Глава VI. История одной драмы.

Знакомство Золя с водевилистом Бюснахом. – Переделка «Бойни» в драму. – Поиски театра. – Актеры для «Бойни».Отношение журналистов. – Причина недовольства. – Реванш противников Золя. – Первое представление «Бойни». – Заключение.

Золя три раза делал попытку «проникнуть» на сцену, но все три раза неудачно. Конечно, он не из тех людей, которые отступают при первом фиаско, но, имея на руках такое дело, новое и грандиозное, как «Ругоны», нечего было и думать о работе для театра. Писать что-нибудь, какой-нибудь пустяк не стоило, написать что-нибудь свое было некогда, а свое и новое, конечно, встретило бы не меньше, если не больше, сопротивления, чем романы. Одним словом, Золя до поры до времени решил отложить свой приход в театр, и это нам уже известно.

Совершенно неожиданно ему пришлось, однако, появиться на сцене гораздо раньше, чем он думал, и при обстоятельствах, которых вовсе не предвидел в своих планах.

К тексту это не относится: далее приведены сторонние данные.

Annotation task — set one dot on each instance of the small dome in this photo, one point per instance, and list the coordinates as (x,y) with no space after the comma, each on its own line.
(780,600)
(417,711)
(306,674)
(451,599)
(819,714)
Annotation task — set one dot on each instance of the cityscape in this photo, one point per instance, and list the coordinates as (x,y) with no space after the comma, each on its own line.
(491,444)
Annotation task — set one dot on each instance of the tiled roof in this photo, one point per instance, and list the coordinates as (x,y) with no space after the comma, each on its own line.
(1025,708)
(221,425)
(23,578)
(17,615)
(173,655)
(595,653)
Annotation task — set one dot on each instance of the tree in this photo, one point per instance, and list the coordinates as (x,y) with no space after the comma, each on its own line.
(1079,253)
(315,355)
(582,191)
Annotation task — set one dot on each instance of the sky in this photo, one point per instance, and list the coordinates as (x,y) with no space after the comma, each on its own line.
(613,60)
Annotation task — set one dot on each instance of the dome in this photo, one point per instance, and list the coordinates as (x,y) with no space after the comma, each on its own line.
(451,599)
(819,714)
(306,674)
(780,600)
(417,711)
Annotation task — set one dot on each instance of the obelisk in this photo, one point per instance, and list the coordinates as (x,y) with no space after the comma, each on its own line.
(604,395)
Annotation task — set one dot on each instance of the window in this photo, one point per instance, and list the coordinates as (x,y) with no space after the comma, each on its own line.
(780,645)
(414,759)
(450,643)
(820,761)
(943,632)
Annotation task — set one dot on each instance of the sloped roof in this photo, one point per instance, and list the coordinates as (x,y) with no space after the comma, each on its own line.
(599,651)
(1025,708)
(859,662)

Как раз в то время, когда прекратилось печатание «Бойни» в «Общественном благе», в Париже находился довольно известный водевилист Бюснах. Продолжение романа Золя предполагалось в «Литературной республике» Катула Мендеса, но, заручившись его сотрудничеством, издатель еще вербовал себе подписчиков, разыскивая нужных для этого людей. В числе прочих таким человеком оказался и Бюснах. Мендес встретил его на бульваре и попросил «доставить» подписчиков, а Бюснах согласился, в свою очередь попросив доставить предварительно несколько экземпляров первого номера журнала.

В этом первом номере «Литературной республики» как главная приманка для подписчиков были напечатаны первые главы «Бойни», так не понравившиеся читателям «Общественного блага». Бюснаху роман понравился с первого же раза. И язык автора, пересыпанный выражениями, почерпнутыми в рабочих кварталах, и место действия романа, и его герои – все это так поразило водевилиста, что ожидать «продолжения» было ему невтерпеж. Он решил достать у Мендеса оригинал, и так как Золя ничего не имел против этого, то Бюснах мог раньше других насладиться этим могучим произведением.

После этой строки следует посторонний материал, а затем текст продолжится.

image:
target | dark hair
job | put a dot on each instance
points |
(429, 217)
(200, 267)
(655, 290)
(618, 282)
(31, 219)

Несколько позже, когда «Бойня» вышла отдельным изданием, Золя вспомнил о своем первом поклоннике и как «соавтору» этого романа послал Бюснаху экземпляр с посвящением. Во время визита с целью поблагодарить Золя Бюснах выразил сожаление, что нет возможности поставить то же самое на сцене, а Золя, со своей стороны, с улыбкой согласился с этим мнением. На этом дело и кончилось бы, если бы сотрудник и друг Бюснаха Гастино не сделал предположения, ознакомившись с «Бойней», что из нее можно выкроить водевиль. Предприятие показалось обоим возможным, и они засели за труд. Но по мере того как делались эти попытки, особенно когда набрасывались предполагаемые куплеты, мрачная драма, рассказанная в романе, обрисовывалась с такою суровостью, что была очевидна нелепость затеи.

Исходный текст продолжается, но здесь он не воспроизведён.